The Arab revolution is facing its first obstacle, in the shape of a tyrant, Colonel Muammar Gaddafi, who suffers from delusions of grandeur, awarding himself God-like status. One of the major differences between Egypt, Tunisia and Libya, is that the latter has not really got a national Army charged with protecting the people from external threats, but a collection of militias, with the ones best armed and trained those controlled by Gaddafi, his sons or his tribe. They are charged with protecting him, his sons and the rest of the gang. Abdel Bari Atwan in Al-Quds Al-Arabi Arabic newspaper identifies the problem "as that residing in the tribal nature of Libyan society with Gaddafi sitting on billions of dollars, which he is using to buy the loyalty and allegiance of powerful people and their followers, and to pay mercenaries from neighbouring African countries."
However, even with such bribes, people on his side have shown no enthusiasm for supporting him, with many reports of desertions and massacres of those refusing to fight the Libyan opposition, and of pilots deliberately missing their targets, with others defecting to Malta rather than carry out orders to bomb peaceful protesters. The morale of the pro-democracy revolutionaries, in contrast, is understandably high, for their causes of freedom, dignity and human rights are noble ones.

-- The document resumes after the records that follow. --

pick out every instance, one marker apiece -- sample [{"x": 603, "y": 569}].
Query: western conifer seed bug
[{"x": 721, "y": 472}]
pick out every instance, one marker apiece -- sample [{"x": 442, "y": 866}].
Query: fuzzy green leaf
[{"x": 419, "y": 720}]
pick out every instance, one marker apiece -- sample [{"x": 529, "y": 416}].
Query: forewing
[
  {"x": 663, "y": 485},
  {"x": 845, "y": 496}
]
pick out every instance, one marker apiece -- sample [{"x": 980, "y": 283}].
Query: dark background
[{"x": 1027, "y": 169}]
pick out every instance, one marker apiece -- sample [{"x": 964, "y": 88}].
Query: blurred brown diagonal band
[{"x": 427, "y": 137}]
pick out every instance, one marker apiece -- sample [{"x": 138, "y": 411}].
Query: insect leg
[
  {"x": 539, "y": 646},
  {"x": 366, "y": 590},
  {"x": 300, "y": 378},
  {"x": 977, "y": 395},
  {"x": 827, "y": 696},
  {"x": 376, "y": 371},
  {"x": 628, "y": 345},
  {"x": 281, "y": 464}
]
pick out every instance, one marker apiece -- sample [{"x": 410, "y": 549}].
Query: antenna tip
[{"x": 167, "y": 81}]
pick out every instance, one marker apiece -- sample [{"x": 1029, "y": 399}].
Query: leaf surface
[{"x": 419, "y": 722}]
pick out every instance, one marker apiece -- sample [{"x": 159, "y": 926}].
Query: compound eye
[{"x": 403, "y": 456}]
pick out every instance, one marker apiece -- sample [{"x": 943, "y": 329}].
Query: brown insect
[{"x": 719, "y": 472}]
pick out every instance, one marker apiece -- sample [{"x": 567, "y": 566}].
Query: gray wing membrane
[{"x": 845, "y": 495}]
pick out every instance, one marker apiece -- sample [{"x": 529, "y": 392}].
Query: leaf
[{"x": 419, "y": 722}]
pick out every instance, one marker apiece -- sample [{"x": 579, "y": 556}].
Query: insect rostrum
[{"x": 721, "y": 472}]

The temptation in the west to intervene militarily is strong but must be resisted at all costs. The west would claim that their intervention would be for humanitarian reasons, to see an end to the despotic regime, and to prevent the tyrant from killing his own people. Some would argue that the real reason is to end uncertainty that is driving the price of oil ever higher, and to ensure some influence on events and on whoever replaces the dictator, and thus protect their interests as they see them. The people of Libya would also like to see a swift end to this gangster-form of rule that has enslaved them all these years. They want a future where they can live a dignified life, with their aspirations to be free and their human rights respected. The west, having been caught hesitating in their support for the revolutions in Tunisia and Egypt, responded rightly, in my opinion, in quickly supporting the revolutionaries in Libya. The use of the UN and the International Criminal Court to isolate Gaddafi and his cronies, and to indict those responsible for war crimes, combined with freezing the assets of members of the regime, are all good things, and may hasten his downfall. Let us not spoil it all by overegging the pudding with military intervention.
Al-Quds Al-Arabi Arabic newspaper quotes Sheik Imam Salem Jabir in his Friday sermon (4 March) in the Benghazi Mosque saying: "We do not want military intervention. We do not want foreign intervention, we have enough men to see our battle to victory----We are one tribe in the north, south, and east and west; we all belong to one tribe. Its name is Libya and its capital is Tripoli"
Aljazeera Arabic quotes a report in the British Financial Times of the arrests of eight armed British Special Forces soldiers by the revolutionaries in Libya. They claimed that "they are escorting a diplomat on his way to negotiate with the rebels their needs in their fight with Gaddafi's forces". The report continues: "this has angered the rebels who emphasized that they have not requested such assistance and who now fear that this will be used by Gaddafi as evidence of their collusion with foreign governments thus garnering support for his forces."
The capacity of the west to shoot itself in the foot should not be underestimated.
Military intervention would have the opposite effect to what is intended, and the urge to do so should be strongly suppressed. It would undermine the legitimacy of the revolution; it would give Gaddafi and his mercenaries the rallying cry of fighting the invaders that are coming to occupy Libya and control its resources. The spectre of the disaster that was the Iraq war will loom large and will be exploited by the regime. The effect would be to strengthen the regime, thus prolonging the suffering of the Libyan people, and would undermine the genuine interests of ordinary people in the west and the US. Gaddafi's claims at present of blaming al-Qaida, drugs and everybody except his tyrannical rule can be dismissed as the ravings of a lunatic. Please do not give him a credible cause by intervening militarily. The Arab revolution, started in Tunisia, is unstoppable; it was never going to be easy and the setback in Libya will be overcome by the Libyan people on their way to a better future. They, above all else, need to own this revolution.
The chains induced by fear imprisoning the Arab people have been broken by the revolutionary young, and the tide of pent up yearning to be free is triumphant. The Libyan difficulty is no more than a minor setback on that road on which the Arab masses have embarked. There will be more obstacles on the way, but make no mistake, these will be overcome and the Arabs will be free.